Hohe Rohstoffpreise sorgen für sinkende Verkaufszahlen von Fairtrade-Kakao in Tschechien

In Tschechien wurde im vergangenen Jahr deutlich weniger Kakao mit dem Fairtrade-Siegel verkauft.

Jiří Tyleček  (links),  Lubomír Kadaně und Gabriela Kozlová | Foto: Fairtrade Česko a Slovensko

Konkret betrug der Rückgang im Vergleich zum Vorjahr 20 Prozent, die Jahresbilanz lag damit bei 3445 Tonnen Kakaobohnen.

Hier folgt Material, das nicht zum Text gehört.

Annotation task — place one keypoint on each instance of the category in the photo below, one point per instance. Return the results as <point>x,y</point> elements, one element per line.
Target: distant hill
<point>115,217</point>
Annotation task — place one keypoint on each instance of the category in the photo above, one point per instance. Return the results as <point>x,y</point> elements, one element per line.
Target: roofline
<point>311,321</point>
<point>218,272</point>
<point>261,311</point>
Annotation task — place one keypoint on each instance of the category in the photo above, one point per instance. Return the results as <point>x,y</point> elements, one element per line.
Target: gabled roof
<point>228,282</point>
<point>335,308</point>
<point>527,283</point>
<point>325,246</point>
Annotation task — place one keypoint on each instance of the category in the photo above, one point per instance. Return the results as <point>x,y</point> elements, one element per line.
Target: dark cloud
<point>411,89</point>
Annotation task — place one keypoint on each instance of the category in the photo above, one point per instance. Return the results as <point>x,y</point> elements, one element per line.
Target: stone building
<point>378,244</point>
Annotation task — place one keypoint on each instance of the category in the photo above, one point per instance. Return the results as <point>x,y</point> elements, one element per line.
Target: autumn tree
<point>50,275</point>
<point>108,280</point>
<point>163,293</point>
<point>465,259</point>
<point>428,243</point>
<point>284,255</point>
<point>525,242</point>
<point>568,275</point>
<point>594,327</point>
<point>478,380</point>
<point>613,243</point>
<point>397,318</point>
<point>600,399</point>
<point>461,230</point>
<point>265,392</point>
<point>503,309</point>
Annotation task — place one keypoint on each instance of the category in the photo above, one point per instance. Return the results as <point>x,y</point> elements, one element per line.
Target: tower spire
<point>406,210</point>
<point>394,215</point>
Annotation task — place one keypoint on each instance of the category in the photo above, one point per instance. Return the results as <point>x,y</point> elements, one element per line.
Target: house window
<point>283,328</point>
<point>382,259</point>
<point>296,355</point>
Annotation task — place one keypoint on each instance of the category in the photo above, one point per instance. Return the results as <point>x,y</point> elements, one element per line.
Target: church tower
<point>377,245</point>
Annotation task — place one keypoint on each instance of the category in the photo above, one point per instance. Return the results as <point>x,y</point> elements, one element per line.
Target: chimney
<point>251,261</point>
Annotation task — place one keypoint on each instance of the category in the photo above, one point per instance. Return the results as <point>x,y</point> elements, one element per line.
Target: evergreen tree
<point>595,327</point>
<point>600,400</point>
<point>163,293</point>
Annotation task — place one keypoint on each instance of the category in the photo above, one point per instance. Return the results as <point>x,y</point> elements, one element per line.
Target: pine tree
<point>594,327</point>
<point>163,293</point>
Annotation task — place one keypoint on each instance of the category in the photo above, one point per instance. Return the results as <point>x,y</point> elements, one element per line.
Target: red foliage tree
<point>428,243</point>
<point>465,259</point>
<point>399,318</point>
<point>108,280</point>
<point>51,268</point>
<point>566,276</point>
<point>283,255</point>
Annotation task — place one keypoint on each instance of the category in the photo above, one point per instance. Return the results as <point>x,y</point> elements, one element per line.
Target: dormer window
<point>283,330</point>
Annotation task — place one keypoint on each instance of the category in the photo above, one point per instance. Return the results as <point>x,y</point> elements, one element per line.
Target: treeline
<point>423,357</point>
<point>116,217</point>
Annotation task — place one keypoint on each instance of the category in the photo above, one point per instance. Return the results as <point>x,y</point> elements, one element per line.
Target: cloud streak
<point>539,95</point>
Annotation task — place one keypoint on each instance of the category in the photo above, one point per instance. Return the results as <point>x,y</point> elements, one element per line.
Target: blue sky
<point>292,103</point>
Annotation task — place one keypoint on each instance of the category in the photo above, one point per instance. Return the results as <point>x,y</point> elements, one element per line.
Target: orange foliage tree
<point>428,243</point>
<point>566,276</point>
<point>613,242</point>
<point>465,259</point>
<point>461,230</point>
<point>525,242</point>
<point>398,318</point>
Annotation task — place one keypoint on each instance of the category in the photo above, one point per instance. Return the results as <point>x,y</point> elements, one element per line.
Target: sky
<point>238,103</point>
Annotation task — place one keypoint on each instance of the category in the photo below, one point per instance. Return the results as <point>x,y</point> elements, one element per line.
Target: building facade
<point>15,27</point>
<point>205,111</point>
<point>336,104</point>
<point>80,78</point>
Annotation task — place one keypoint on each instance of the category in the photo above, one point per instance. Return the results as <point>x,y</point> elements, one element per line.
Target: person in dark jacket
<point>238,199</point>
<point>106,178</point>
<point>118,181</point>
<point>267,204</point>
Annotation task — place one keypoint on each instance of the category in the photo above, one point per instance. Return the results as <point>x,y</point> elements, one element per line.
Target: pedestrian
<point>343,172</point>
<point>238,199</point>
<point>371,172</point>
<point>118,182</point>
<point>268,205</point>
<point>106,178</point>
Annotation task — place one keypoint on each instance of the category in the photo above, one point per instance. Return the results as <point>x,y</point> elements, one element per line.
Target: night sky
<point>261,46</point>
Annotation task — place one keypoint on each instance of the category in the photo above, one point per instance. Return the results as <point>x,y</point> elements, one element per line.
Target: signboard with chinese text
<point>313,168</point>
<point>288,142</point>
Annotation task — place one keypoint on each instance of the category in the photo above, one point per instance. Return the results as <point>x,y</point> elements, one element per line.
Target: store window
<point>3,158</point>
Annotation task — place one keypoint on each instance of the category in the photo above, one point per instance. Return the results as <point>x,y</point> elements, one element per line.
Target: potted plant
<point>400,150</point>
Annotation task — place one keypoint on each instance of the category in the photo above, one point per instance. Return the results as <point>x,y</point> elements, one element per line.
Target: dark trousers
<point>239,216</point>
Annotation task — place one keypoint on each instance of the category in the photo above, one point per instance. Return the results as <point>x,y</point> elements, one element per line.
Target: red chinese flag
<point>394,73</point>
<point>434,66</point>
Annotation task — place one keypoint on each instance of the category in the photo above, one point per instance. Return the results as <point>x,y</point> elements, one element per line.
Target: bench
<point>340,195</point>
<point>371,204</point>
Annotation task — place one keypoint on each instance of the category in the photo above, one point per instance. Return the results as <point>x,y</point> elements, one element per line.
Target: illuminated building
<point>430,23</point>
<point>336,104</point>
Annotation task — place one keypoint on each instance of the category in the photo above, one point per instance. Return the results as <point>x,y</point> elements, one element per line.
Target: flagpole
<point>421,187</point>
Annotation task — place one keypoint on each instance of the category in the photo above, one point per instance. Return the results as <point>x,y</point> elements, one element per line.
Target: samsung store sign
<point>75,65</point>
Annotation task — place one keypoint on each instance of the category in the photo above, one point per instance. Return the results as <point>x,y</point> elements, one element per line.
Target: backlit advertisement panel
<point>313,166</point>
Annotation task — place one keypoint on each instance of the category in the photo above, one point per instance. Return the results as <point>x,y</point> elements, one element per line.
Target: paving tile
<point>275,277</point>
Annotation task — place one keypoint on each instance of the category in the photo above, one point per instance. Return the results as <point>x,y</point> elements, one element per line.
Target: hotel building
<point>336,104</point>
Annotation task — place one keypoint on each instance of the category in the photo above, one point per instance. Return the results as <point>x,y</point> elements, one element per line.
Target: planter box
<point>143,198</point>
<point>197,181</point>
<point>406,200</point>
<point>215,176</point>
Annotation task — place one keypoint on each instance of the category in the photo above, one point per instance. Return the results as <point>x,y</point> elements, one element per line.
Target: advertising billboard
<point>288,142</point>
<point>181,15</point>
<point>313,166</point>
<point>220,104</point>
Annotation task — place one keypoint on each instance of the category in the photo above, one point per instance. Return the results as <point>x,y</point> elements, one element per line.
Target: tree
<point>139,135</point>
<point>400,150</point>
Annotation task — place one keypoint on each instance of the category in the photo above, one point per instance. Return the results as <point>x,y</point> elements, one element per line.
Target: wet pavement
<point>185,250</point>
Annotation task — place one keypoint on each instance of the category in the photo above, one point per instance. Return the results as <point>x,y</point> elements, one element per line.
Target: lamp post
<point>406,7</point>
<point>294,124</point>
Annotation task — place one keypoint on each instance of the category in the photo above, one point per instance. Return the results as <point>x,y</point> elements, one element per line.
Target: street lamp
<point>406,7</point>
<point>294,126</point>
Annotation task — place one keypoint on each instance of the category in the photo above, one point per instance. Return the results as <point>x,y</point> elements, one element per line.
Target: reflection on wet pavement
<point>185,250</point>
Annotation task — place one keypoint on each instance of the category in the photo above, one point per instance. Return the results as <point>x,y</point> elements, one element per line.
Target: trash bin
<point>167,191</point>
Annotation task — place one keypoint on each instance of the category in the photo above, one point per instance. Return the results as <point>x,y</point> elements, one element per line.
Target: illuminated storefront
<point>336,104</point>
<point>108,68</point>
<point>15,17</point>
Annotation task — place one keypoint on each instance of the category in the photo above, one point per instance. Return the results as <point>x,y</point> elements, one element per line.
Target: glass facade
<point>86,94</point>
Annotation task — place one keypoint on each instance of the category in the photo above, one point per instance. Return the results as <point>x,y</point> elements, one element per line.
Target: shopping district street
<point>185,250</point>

Die Umsatzzahlen für das Hauptprodukt beim fairen Handel, nämlich Kaffee, blieben 2024 hierzulande aber fast konstant. Das Endergebnis von 1254 Tonnen grüner Kaffeekirschen stellt nur ein leichtes Minus von einem Prozent dar. Diese Zahlen stellte die Fairtrade-Organisation für Tschechien und die Slowakei (FTČS) am Donnerstag vergangener Woche bei einer Pressekonferenz vor.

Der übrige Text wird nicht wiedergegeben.